おカネを払って男らしさを獲得

私は修士論文を書くためにキャバクラのほかにもホステスクラブ(以下クラブ)でホステスとして働いたことがあります。クラブで強烈な印象を受けたのは「男らしさと女らしさが際立って演じられる場所」ということです。会社では男女とも同じ仕事をしていますが、クラブでは、男性はひたすら男らしさを褒められ、ホステスさんは褒めまくるのが役割になっています。おカネを払うことで、男らしさを獲得しにきているともいえます。

普段は男らしさを意識しない男性でも、クラブに足を踏み入れた途端に変わるもの。ソファにゆったり座り、動作も余裕を感じさせる仕草になります。ホステスさんは存在感を控えめにしますから、男女の差を際立たせる舞台装置が整っています。

男性がそういう場所に集団で来るとますます男らしくふるまおうとします。アメリカの社会学者のイブ・セジウィックが、「男の人は男性集団の中で、ほかの男性たちから男らしいと認められることで、自分の男らしさのアイデンティティを確立していく」と言っているように、「おまえは男らしい」と互いに認め合う中で、異性のきらびやかなホステスさんが隣にいると、その意識がもっと強くなるのではないでしょうか。

そんな空間でグチなど言ってしまうと、たちまち男らしくなくなってしまいます。
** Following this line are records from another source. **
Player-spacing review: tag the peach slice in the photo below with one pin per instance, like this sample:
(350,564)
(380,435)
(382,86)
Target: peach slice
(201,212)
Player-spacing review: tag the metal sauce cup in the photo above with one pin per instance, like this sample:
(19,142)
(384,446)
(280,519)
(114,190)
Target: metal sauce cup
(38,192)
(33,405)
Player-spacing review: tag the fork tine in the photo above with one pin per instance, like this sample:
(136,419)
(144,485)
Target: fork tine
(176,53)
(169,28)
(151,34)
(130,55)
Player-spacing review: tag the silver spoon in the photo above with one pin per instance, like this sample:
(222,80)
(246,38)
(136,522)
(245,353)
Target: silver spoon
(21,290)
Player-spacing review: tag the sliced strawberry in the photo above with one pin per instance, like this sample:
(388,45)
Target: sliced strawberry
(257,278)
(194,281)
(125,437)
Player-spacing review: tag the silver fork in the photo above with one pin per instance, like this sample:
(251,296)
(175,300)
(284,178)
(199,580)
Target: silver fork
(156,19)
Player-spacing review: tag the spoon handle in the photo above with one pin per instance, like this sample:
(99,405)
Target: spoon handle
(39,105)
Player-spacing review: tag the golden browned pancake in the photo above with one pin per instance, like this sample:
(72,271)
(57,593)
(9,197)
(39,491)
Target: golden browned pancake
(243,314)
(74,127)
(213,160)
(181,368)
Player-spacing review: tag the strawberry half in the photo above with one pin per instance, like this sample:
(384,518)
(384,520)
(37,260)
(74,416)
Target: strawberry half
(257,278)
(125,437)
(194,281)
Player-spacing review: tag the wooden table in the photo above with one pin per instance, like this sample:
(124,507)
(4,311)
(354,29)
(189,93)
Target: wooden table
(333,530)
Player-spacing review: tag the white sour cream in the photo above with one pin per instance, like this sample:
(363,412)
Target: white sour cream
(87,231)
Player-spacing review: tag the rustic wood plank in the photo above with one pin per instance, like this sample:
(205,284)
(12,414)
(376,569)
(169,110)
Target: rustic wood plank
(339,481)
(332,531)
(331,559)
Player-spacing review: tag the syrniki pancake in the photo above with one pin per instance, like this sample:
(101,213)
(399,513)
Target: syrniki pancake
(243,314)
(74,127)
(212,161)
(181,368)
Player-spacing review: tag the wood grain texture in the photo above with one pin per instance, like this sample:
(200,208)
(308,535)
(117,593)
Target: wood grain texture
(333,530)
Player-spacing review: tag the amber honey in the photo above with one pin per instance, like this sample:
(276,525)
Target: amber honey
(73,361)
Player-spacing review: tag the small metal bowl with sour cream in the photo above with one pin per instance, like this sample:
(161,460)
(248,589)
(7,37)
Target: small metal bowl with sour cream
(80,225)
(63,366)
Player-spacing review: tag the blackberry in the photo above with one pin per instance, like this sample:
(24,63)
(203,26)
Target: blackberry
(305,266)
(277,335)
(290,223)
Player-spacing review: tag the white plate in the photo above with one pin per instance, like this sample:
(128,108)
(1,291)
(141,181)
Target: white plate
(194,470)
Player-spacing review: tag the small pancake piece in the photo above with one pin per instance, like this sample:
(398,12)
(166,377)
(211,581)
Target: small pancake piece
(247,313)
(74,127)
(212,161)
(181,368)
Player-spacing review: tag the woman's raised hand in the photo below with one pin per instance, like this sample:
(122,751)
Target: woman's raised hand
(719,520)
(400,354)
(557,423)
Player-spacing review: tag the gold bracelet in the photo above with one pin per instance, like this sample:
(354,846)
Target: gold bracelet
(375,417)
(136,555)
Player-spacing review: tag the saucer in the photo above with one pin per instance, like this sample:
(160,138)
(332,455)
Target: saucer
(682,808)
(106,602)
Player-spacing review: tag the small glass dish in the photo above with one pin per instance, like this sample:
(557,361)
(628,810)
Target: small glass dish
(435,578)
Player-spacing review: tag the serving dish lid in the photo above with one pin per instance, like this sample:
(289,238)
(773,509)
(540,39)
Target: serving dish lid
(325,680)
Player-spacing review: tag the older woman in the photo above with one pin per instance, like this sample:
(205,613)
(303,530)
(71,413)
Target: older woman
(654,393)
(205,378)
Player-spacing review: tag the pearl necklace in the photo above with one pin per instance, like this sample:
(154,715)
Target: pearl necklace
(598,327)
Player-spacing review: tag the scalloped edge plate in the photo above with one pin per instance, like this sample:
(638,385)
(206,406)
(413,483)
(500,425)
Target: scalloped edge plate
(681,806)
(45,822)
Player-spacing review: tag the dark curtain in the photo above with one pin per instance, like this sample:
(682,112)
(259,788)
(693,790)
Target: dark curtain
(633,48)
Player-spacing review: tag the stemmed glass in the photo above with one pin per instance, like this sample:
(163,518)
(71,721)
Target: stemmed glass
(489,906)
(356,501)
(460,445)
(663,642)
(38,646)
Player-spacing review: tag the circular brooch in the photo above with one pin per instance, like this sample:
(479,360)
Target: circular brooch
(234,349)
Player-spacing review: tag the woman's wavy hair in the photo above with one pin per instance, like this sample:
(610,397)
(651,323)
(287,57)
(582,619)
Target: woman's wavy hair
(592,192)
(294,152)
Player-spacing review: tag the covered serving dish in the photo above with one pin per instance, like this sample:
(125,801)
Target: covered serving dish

ある大企業の支社長が数人の部下と来店されたときのことです。当然のように真ん中に座った支社長が男らしく振る舞い、気分よく楽しめるように、部下の方が雰囲気を盛り上げようと努力しているのがよくわかりました。そうすることが前提になっている暗黙のルールがある席で、グチを言うなど御法度といっていいのでしょう。